I remember reading articles and talking to coworkers 15 years ago about having the right “work-life balance.” In a nutshell, the “work-life balance” of yesteryear was rooted in knowing when to stop concentrating on work so that you don’t miss life’s special moments, which kept things in perspective. Some of us did this better than others, but there was always that feeling that I should be the first in the office and the last to leave. Face-time mattered back then.

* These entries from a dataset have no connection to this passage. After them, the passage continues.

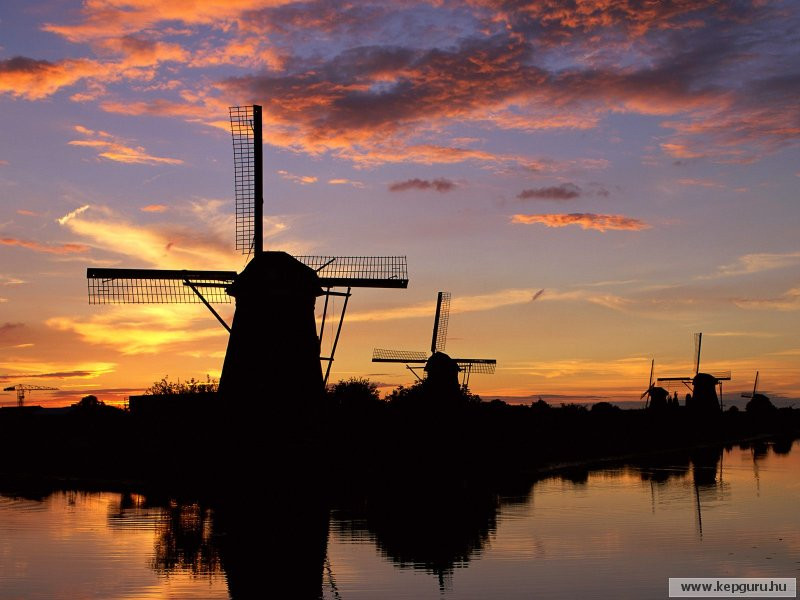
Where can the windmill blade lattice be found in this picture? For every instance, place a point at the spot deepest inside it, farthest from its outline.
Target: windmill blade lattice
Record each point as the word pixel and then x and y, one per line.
pixel 481 366
pixel 157 286
pixel 246 168
pixel 359 271
pixel 439 338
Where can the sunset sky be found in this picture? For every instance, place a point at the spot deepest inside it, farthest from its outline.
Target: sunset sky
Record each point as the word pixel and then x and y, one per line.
pixel 637 161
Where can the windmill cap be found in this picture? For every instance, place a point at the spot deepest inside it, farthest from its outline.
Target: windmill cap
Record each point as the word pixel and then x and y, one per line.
pixel 276 273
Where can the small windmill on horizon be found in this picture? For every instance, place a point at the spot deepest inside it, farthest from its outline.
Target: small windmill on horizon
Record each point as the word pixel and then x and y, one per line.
pixel 438 360
pixel 274 345
pixel 703 385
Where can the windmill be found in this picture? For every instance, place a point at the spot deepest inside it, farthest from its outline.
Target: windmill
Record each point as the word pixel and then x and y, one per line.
pixel 657 397
pixel 438 361
pixel 755 389
pixel 274 345
pixel 758 402
pixel 23 388
pixel 703 385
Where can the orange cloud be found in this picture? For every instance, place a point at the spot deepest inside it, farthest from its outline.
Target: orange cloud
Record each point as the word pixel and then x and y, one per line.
pixel 105 18
pixel 788 301
pixel 31 79
pixel 162 246
pixel 138 52
pixel 301 179
pixel 584 220
pixel 148 329
pixel 112 148
pixel 344 181
pixel 47 249
pixel 440 185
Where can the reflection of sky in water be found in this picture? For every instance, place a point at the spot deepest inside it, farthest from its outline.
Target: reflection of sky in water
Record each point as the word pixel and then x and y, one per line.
pixel 571 540
pixel 581 536
pixel 79 545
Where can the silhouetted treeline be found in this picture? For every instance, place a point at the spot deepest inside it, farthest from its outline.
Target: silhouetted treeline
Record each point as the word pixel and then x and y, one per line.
pixel 199 440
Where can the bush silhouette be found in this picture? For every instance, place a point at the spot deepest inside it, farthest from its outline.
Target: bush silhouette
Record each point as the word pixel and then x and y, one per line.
pixel 165 387
pixel 356 391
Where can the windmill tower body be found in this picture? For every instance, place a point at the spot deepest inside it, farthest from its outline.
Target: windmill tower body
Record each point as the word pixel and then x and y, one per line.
pixel 273 348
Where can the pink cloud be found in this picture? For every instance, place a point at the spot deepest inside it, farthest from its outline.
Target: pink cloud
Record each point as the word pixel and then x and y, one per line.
pixel 46 248
pixel 440 185
pixel 583 220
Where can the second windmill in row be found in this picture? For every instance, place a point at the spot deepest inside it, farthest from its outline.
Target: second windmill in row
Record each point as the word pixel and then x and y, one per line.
pixel 438 361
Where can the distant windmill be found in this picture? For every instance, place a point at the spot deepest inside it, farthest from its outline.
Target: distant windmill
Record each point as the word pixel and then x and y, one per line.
pixel 755 389
pixel 657 397
pixel 703 385
pixel 274 346
pixel 437 359
pixel 23 388
pixel 758 402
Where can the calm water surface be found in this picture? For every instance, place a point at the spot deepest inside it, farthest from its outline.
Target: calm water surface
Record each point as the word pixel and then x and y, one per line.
pixel 611 533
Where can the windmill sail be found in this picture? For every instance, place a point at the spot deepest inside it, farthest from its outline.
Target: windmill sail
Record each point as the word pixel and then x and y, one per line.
pixel 359 271
pixel 440 322
pixel 248 177
pixel 482 366
pixel 157 286
pixel 161 286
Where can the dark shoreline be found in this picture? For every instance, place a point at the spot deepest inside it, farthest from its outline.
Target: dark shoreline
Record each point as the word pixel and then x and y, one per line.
pixel 344 447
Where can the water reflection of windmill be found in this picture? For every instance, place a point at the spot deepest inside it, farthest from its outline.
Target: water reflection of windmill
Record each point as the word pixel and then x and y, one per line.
pixel 274 346
pixel 438 360
pixel 703 385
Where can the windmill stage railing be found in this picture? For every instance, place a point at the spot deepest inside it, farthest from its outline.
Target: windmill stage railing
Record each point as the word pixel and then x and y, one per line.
pixel 156 286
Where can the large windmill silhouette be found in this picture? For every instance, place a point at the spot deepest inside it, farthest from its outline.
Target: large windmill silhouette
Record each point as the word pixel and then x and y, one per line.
pixel 438 362
pixel 703 385
pixel 274 346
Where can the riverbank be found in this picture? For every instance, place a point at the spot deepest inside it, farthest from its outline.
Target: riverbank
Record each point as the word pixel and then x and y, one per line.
pixel 215 446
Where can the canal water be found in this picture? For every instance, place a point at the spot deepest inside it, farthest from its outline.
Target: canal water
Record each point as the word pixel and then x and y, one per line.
pixel 615 532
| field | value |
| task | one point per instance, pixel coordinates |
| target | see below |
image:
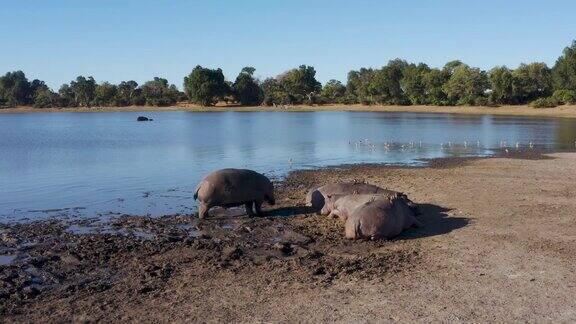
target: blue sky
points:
(116, 40)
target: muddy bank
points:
(483, 254)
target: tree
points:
(205, 86)
(273, 93)
(46, 98)
(359, 86)
(84, 90)
(434, 87)
(532, 81)
(333, 91)
(502, 85)
(466, 85)
(128, 94)
(105, 94)
(413, 83)
(67, 97)
(159, 93)
(246, 89)
(564, 71)
(300, 84)
(15, 89)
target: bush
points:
(565, 96)
(549, 102)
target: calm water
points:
(91, 164)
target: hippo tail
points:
(352, 228)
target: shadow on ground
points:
(436, 221)
(291, 211)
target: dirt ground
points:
(499, 244)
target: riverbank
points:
(567, 111)
(498, 245)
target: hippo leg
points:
(258, 207)
(203, 210)
(417, 223)
(249, 210)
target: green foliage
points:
(565, 96)
(413, 83)
(548, 102)
(246, 89)
(84, 90)
(273, 92)
(105, 94)
(67, 98)
(359, 86)
(398, 82)
(299, 85)
(531, 81)
(333, 91)
(46, 98)
(295, 86)
(159, 93)
(15, 89)
(433, 85)
(502, 85)
(205, 86)
(564, 71)
(466, 85)
(128, 94)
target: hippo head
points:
(329, 204)
(270, 199)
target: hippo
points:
(342, 206)
(382, 218)
(234, 187)
(317, 197)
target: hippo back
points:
(384, 217)
(316, 198)
(234, 186)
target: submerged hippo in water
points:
(342, 206)
(382, 218)
(317, 197)
(234, 187)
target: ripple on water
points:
(6, 259)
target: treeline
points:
(397, 83)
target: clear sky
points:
(116, 40)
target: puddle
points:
(192, 231)
(6, 259)
(143, 235)
(81, 230)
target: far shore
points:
(567, 111)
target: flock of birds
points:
(387, 146)
(366, 143)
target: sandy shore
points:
(499, 244)
(561, 111)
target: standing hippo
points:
(317, 197)
(382, 218)
(342, 206)
(234, 187)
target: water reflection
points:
(91, 164)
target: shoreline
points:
(483, 230)
(566, 111)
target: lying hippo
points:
(234, 187)
(342, 206)
(382, 218)
(317, 197)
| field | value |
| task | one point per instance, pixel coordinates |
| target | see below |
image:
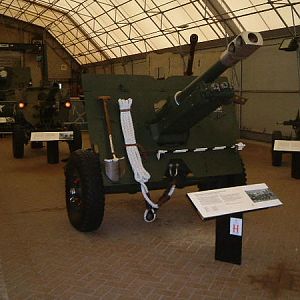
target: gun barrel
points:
(239, 48)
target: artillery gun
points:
(277, 135)
(43, 110)
(151, 134)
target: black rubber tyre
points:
(85, 198)
(52, 152)
(76, 143)
(276, 155)
(18, 141)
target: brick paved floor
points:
(43, 257)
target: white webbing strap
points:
(140, 173)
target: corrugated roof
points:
(92, 30)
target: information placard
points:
(287, 146)
(51, 136)
(231, 200)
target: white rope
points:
(140, 173)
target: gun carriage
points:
(156, 134)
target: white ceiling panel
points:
(97, 30)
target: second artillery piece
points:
(277, 155)
(157, 134)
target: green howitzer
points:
(203, 95)
(167, 134)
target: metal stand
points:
(228, 246)
(296, 165)
(52, 152)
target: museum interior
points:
(149, 149)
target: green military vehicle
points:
(152, 134)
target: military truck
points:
(43, 110)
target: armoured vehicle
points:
(13, 80)
(43, 110)
(156, 134)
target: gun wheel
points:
(149, 215)
(276, 155)
(85, 199)
(18, 140)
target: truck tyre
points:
(76, 143)
(52, 152)
(276, 155)
(18, 140)
(85, 198)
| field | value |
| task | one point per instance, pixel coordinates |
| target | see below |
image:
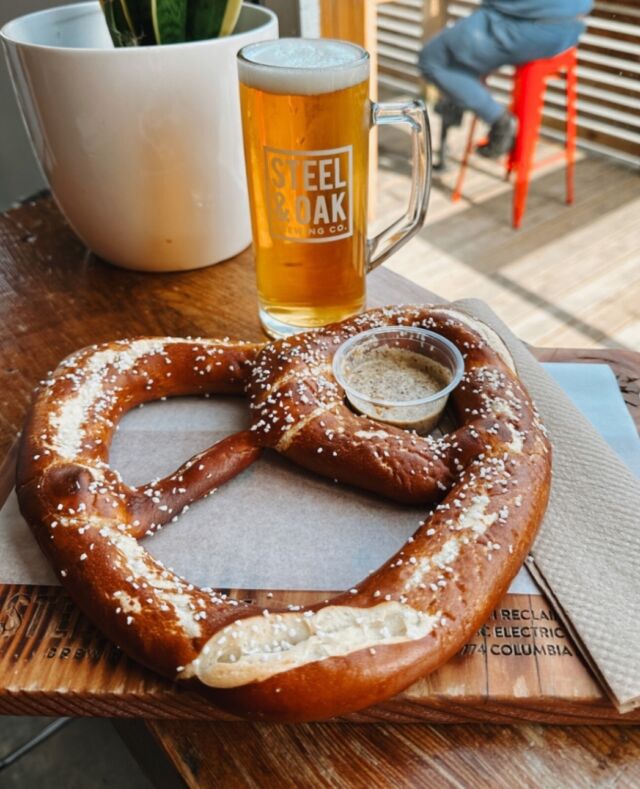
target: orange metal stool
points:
(527, 104)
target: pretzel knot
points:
(486, 485)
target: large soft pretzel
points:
(296, 663)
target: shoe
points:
(502, 137)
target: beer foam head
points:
(303, 66)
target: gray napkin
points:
(587, 554)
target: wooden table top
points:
(55, 298)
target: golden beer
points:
(306, 118)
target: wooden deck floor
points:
(570, 277)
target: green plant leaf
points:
(139, 17)
(212, 18)
(169, 20)
(204, 18)
(230, 19)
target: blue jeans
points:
(457, 58)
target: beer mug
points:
(306, 118)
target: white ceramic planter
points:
(142, 147)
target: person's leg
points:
(456, 59)
(523, 41)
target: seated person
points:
(500, 32)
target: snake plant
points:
(135, 23)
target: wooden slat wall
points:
(608, 71)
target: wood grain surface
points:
(55, 298)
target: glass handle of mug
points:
(413, 114)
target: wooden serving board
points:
(520, 666)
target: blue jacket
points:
(540, 9)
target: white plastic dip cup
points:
(399, 375)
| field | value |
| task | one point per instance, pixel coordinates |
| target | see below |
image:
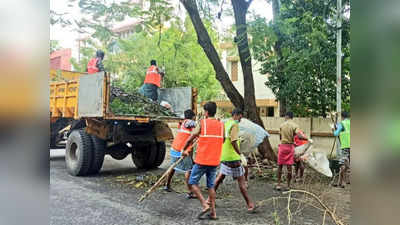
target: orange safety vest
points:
(92, 68)
(152, 76)
(181, 137)
(298, 141)
(209, 146)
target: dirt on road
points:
(231, 207)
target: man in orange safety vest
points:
(210, 132)
(96, 64)
(152, 81)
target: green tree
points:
(298, 51)
(248, 101)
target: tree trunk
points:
(240, 8)
(250, 108)
(212, 55)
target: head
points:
(100, 54)
(345, 115)
(237, 114)
(289, 115)
(210, 108)
(189, 114)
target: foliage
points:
(175, 48)
(306, 73)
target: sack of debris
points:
(300, 150)
(251, 134)
(318, 161)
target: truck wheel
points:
(99, 148)
(161, 149)
(78, 153)
(145, 157)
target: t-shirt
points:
(287, 131)
(234, 133)
(197, 129)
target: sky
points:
(67, 36)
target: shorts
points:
(198, 171)
(149, 91)
(185, 165)
(286, 154)
(233, 172)
(344, 157)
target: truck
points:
(81, 121)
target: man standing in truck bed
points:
(152, 81)
(95, 65)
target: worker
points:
(300, 146)
(210, 133)
(288, 130)
(231, 160)
(96, 64)
(152, 81)
(185, 166)
(343, 131)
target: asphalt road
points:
(96, 200)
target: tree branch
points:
(205, 42)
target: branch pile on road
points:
(133, 103)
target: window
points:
(271, 111)
(234, 71)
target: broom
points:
(162, 178)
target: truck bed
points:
(89, 97)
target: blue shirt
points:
(339, 129)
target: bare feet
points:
(206, 208)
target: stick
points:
(159, 181)
(148, 192)
(328, 210)
(258, 165)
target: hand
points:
(185, 153)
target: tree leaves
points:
(306, 74)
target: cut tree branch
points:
(205, 42)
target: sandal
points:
(285, 189)
(212, 218)
(253, 210)
(167, 189)
(199, 216)
(190, 195)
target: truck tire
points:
(160, 154)
(99, 148)
(145, 157)
(78, 153)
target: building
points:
(265, 99)
(60, 59)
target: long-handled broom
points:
(162, 178)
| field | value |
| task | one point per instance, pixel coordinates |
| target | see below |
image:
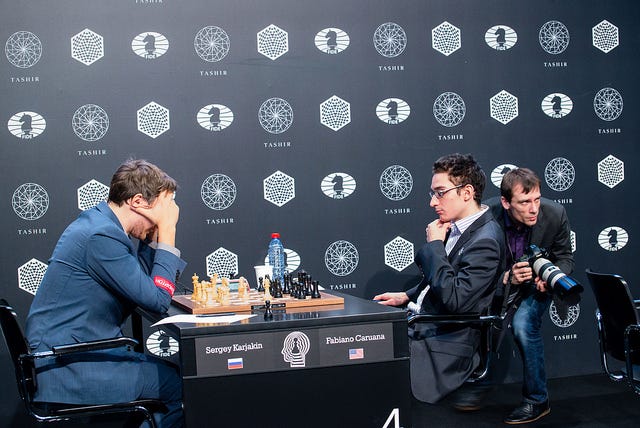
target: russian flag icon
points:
(235, 363)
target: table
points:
(337, 366)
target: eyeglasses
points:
(439, 194)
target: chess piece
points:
(267, 287)
(286, 287)
(315, 293)
(277, 289)
(194, 281)
(268, 313)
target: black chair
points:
(489, 326)
(618, 327)
(23, 361)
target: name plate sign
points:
(293, 350)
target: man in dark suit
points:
(526, 218)
(96, 277)
(461, 263)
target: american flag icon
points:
(356, 354)
(235, 363)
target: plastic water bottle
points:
(276, 257)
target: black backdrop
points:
(72, 65)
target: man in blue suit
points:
(461, 263)
(113, 258)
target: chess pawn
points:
(224, 299)
(267, 287)
(268, 313)
(286, 287)
(315, 293)
(241, 288)
(211, 297)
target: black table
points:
(334, 366)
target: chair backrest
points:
(616, 307)
(17, 345)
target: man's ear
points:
(505, 204)
(469, 192)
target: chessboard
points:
(251, 300)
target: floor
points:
(584, 401)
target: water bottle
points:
(276, 257)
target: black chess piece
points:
(286, 287)
(277, 289)
(307, 286)
(315, 293)
(268, 313)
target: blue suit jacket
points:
(96, 276)
(443, 357)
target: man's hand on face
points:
(163, 213)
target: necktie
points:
(454, 235)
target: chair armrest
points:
(453, 319)
(93, 345)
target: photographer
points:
(527, 219)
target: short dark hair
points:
(139, 176)
(522, 176)
(462, 170)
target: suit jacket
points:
(96, 276)
(443, 357)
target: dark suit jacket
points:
(95, 278)
(442, 358)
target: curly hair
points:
(139, 176)
(462, 170)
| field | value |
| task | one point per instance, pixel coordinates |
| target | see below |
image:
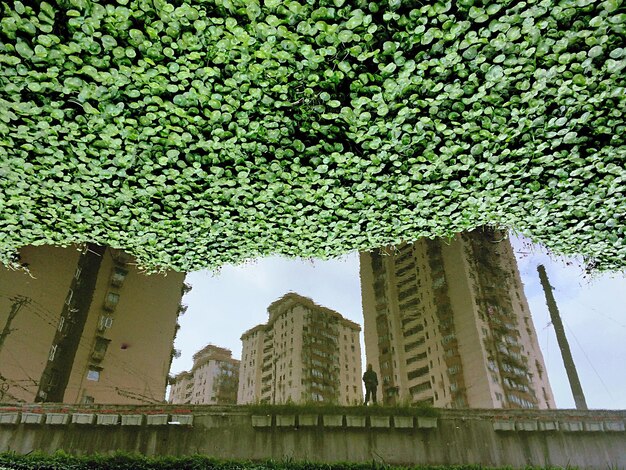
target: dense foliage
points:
(418, 409)
(61, 461)
(199, 132)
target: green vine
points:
(194, 133)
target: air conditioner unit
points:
(105, 322)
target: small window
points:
(68, 299)
(118, 276)
(93, 374)
(53, 352)
(111, 301)
(105, 322)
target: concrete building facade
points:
(213, 379)
(91, 329)
(447, 322)
(304, 353)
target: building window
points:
(118, 276)
(53, 351)
(68, 299)
(100, 348)
(93, 374)
(111, 301)
(105, 322)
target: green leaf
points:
(23, 49)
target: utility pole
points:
(568, 361)
(18, 302)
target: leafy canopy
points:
(194, 133)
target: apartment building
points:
(447, 322)
(304, 353)
(86, 326)
(213, 379)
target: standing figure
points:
(370, 379)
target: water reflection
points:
(445, 322)
(86, 327)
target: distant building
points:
(213, 379)
(447, 322)
(86, 327)
(304, 353)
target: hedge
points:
(62, 461)
(194, 133)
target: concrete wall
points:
(594, 439)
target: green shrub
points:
(121, 461)
(194, 133)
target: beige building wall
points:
(126, 345)
(213, 380)
(25, 350)
(305, 353)
(448, 323)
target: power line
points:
(589, 361)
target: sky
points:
(222, 305)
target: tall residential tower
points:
(447, 322)
(305, 352)
(90, 327)
(213, 379)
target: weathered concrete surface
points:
(593, 439)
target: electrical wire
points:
(589, 361)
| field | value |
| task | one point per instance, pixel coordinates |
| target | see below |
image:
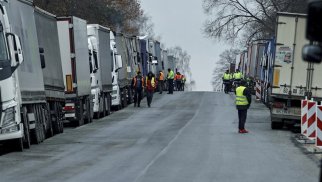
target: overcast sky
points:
(179, 22)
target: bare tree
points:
(225, 59)
(255, 18)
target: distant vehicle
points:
(23, 99)
(293, 79)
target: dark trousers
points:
(242, 116)
(161, 86)
(138, 96)
(149, 97)
(170, 83)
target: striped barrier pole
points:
(311, 120)
(318, 141)
(304, 117)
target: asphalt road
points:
(185, 137)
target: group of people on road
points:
(243, 95)
(150, 83)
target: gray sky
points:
(179, 22)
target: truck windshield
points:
(3, 48)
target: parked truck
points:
(100, 69)
(124, 73)
(117, 65)
(48, 43)
(74, 53)
(293, 79)
(23, 99)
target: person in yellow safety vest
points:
(243, 101)
(226, 81)
(238, 75)
(161, 82)
(150, 86)
(177, 79)
(183, 82)
(170, 78)
(138, 86)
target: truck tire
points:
(109, 104)
(26, 139)
(277, 125)
(80, 118)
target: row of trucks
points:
(58, 70)
(277, 66)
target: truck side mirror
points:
(42, 58)
(119, 63)
(17, 55)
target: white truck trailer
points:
(101, 65)
(52, 70)
(73, 43)
(293, 78)
(23, 100)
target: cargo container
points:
(73, 44)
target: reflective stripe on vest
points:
(241, 99)
(161, 76)
(238, 75)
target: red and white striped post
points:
(258, 90)
(318, 141)
(304, 116)
(311, 120)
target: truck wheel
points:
(109, 107)
(277, 125)
(26, 141)
(80, 121)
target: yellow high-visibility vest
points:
(241, 99)
(238, 75)
(227, 76)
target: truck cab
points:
(117, 64)
(11, 127)
(93, 62)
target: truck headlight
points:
(9, 117)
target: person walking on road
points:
(183, 82)
(170, 78)
(243, 101)
(177, 78)
(150, 86)
(227, 81)
(161, 82)
(138, 86)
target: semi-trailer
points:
(74, 53)
(48, 43)
(23, 99)
(101, 65)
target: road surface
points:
(185, 137)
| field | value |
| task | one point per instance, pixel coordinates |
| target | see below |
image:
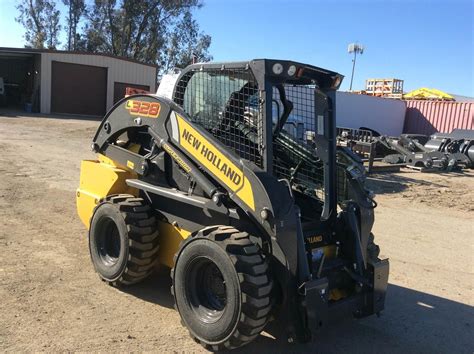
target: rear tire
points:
(123, 240)
(221, 288)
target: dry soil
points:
(51, 299)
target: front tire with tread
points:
(129, 254)
(248, 288)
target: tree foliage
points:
(40, 18)
(76, 9)
(161, 32)
(154, 31)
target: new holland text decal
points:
(211, 158)
(143, 108)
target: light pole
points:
(354, 48)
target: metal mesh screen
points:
(226, 103)
(294, 157)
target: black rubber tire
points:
(123, 240)
(248, 286)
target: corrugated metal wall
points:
(385, 115)
(118, 71)
(428, 117)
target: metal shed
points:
(70, 82)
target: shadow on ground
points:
(155, 289)
(412, 322)
(12, 113)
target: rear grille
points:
(294, 156)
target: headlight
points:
(277, 68)
(291, 70)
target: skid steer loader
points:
(235, 183)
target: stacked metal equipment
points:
(442, 153)
(459, 145)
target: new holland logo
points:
(210, 156)
(222, 167)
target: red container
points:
(428, 117)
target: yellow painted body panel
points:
(170, 239)
(100, 178)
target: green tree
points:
(162, 32)
(40, 18)
(76, 9)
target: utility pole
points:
(354, 48)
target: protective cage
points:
(230, 104)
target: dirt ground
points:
(51, 299)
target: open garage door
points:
(78, 89)
(120, 89)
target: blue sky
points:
(426, 43)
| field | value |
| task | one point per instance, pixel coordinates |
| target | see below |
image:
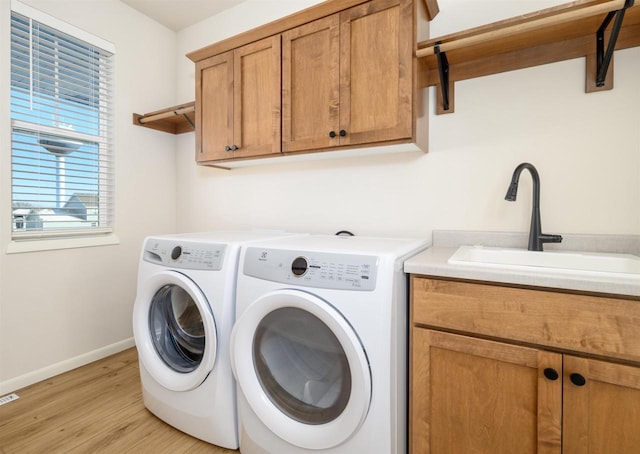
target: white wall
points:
(585, 146)
(61, 308)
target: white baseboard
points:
(36, 376)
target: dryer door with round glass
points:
(301, 368)
(174, 331)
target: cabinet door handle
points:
(551, 374)
(577, 379)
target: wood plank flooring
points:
(97, 408)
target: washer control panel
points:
(185, 255)
(312, 269)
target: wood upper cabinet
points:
(512, 394)
(238, 102)
(348, 79)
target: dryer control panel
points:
(312, 269)
(185, 255)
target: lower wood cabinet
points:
(472, 395)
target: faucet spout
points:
(536, 237)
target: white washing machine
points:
(182, 319)
(319, 348)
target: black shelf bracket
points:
(603, 57)
(443, 69)
(186, 117)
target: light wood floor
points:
(93, 409)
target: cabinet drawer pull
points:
(551, 374)
(577, 379)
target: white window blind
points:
(61, 122)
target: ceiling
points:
(179, 14)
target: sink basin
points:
(557, 260)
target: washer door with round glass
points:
(301, 368)
(174, 330)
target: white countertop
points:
(433, 262)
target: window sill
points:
(16, 247)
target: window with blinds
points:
(61, 123)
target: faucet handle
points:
(545, 238)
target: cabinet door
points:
(310, 85)
(376, 72)
(214, 107)
(601, 407)
(477, 396)
(257, 94)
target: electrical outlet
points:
(8, 398)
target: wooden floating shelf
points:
(550, 35)
(174, 120)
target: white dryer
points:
(182, 319)
(319, 348)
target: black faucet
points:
(536, 237)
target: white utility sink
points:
(557, 260)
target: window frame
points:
(43, 239)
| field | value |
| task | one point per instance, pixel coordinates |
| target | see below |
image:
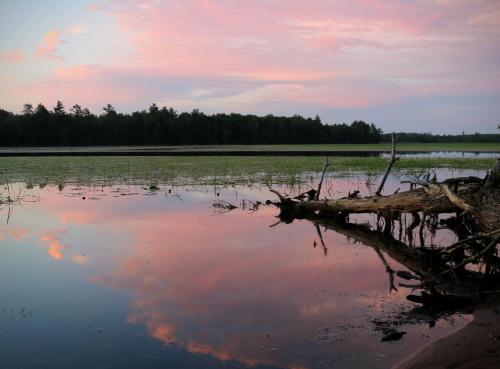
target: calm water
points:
(128, 278)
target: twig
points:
(472, 258)
(325, 249)
(452, 248)
(389, 166)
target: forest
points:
(165, 126)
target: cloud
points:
(49, 49)
(77, 29)
(55, 247)
(12, 56)
(306, 57)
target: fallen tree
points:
(467, 206)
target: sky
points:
(405, 65)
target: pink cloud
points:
(55, 247)
(50, 47)
(77, 29)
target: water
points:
(446, 154)
(133, 278)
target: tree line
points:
(39, 126)
(431, 138)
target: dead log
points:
(467, 195)
(428, 200)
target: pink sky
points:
(423, 65)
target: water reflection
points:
(117, 279)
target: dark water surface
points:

I don’t hear as much about work-life balance as I used to. Why not? I have a theory. I believe it’s not that people don’t value their downtime to attend their kids’ dance recitals or soccer games. Our employees have always valued this. Rather, I think that work-life balance has been replaced with “work-life integration.” That is…never turning work off. I know that it doesn’t sound very healthy or appealing, but maybe the best solution is for us all to “work to live” rather than “live to work.” Let me explain.
With advances in technology, many of our offices are not as valuable as once before. The brick-and-mortar location you have invested heavily in no longer houses your complete collection of talent from 9 a.m.-5 p.m. Your team is likely spread out instead. Does this mean they are less committed if they decide to go for a run at 2 p.m. on a Wednesday? I don’t think so. That time can be made up later and your employees will appreciate the flexibility more than ever. For many small business owners, adopting this mentality has been a competitive advantage for recruiting prime talent. Most larger companies have been slow to understand this, or are scared to.
In this issue, we’ll introduce you to 40 of the most talented students we have in Jacksonville. They are smart, accomplished and hungry to make their mark. Smart employers will recognize that they are also mothers and fathers, and that they have passions and hobbies like the rest of us. Embrace those and unlock the full potential of any employee…and yourself.